I thought making a punctual analysis of Fast Forward e Slow Motion and of the requirements needed to properly use Slow Motion because in the vast rpg offer there are games and systems more adapt than other. I decided to avoid every human factor in my analysis because there are too many elements and they are too specific for every group of play.
FAST FORWARD
- you arrive quickly to your destination, making the main plot go on.
- you save time, reducing the duration of the campaign, maybe because there are other games that you want to try soon.
- less elements to manage.
- less rules and measurements.
- you don’t risk to alter the experience progression giving xp for unexpected encounter.
SLOW MOTION
- you let live the travel as a path of discovery and preparation.
- you don’t interrupt narration, increasing the feeling of being in the game.
- you have space for interpretation, abilities, knowledges, narrative cues.

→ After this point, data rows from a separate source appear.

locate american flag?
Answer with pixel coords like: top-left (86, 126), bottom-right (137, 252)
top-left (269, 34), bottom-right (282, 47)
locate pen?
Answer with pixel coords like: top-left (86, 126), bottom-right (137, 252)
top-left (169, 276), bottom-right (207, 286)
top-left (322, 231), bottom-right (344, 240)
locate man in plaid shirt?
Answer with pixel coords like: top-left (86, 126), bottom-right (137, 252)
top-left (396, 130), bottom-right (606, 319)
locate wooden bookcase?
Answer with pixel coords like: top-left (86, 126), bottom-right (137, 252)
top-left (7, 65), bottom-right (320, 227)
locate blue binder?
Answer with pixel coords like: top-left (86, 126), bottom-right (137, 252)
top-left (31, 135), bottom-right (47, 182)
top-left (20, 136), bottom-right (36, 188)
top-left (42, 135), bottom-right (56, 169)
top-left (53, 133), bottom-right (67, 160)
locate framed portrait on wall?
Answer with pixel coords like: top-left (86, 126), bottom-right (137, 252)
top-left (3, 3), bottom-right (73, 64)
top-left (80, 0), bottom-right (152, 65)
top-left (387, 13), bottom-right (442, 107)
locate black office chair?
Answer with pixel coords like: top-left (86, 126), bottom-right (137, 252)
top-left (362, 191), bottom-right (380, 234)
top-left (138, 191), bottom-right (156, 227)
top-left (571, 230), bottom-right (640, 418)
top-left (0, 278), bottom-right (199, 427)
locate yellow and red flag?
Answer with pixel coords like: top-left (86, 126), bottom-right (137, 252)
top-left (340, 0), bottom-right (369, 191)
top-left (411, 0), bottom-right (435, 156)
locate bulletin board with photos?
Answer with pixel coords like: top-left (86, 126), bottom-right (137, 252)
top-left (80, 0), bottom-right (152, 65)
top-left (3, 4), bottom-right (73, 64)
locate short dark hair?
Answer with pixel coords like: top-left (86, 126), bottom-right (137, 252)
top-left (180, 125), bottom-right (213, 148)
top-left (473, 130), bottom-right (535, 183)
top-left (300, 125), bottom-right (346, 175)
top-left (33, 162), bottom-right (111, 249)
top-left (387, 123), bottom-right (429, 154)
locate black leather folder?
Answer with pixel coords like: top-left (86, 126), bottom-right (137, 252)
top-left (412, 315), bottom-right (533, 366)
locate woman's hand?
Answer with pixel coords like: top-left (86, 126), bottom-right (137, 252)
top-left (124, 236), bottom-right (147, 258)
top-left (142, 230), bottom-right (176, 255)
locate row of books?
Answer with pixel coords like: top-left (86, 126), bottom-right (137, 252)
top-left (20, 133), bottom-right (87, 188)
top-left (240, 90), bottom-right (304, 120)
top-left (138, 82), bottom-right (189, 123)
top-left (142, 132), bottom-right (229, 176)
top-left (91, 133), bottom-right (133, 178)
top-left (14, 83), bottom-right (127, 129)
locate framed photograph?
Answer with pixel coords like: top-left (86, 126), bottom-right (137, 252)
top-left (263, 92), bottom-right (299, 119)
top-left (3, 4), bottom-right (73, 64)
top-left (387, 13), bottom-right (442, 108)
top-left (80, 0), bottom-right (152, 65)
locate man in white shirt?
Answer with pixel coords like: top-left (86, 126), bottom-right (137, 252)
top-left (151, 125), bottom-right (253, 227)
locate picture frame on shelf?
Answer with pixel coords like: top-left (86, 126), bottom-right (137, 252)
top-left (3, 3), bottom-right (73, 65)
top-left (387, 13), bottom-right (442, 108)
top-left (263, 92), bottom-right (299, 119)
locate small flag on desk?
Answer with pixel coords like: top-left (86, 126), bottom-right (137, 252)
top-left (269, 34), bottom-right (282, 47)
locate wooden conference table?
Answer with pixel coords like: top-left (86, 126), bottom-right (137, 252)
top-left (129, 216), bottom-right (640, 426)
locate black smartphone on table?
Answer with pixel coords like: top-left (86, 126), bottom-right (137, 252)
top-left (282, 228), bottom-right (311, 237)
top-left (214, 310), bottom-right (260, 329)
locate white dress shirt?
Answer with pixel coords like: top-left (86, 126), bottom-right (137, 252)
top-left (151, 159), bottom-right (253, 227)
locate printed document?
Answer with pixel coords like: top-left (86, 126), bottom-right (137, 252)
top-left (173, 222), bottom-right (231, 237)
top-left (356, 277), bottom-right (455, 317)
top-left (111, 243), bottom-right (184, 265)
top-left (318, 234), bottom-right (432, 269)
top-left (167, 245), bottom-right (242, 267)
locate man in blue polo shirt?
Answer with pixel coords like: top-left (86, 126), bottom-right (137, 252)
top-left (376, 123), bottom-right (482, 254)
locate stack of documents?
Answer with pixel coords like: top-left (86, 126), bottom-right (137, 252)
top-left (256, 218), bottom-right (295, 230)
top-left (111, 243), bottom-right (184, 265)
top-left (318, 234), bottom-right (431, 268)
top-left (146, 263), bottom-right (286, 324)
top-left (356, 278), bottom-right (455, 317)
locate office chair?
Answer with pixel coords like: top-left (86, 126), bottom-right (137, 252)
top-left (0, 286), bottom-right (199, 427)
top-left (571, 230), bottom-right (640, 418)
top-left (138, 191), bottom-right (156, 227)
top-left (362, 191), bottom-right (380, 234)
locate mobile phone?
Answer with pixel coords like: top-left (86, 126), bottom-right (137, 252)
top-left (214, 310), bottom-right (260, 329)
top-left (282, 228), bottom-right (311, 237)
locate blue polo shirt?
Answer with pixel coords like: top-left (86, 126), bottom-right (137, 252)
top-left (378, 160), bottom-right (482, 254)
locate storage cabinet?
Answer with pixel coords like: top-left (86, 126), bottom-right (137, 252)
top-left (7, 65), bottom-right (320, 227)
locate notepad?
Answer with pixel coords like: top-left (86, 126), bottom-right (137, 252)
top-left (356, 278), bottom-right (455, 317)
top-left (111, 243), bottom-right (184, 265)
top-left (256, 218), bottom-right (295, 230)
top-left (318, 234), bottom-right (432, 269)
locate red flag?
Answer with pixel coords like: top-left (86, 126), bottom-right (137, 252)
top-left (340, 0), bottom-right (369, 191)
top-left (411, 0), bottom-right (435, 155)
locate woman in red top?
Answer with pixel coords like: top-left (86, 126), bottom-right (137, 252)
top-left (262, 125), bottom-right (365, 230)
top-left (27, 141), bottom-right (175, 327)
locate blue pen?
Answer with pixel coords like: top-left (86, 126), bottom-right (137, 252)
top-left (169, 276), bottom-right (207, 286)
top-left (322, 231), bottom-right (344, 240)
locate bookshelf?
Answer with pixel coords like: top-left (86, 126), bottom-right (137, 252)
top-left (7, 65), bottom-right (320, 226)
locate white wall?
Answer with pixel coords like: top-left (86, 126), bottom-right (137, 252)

“the travel as waiting time, as expectations, as a path of discovery can be more interesting than destination itself”
Not every game is suited for Slow Motion. It can be done in every game, but to be done properly there are some requirements. Take this list as generic, because no every point is valid for every kind of campaing:
- It must not give too much experience in combats or players could level up too quickly.
- It must not give too easy way to be completely healed, or every day becomes the copy of the previous one if “using all the healing magic” in the evening, in the next morning the party begins as new.
- It must give playes some tools to interact with the various aspects of travel itself.
- It must have specific or generic rules concerning risks and effects of the features of the travel (or the master must use the system to create them) or a big part of the travel is lost. Not having risks, consequences, the possibility not arriving as you depart transform travelling in a long loading page without life.
In the end I reconsidered travelling and from now on I’ll try to live it as an incentive for me to generate stories and landscapes, to create sparks of ideas and above all as a tool to enhance destination using the sense of expectationgthat travel makes feel.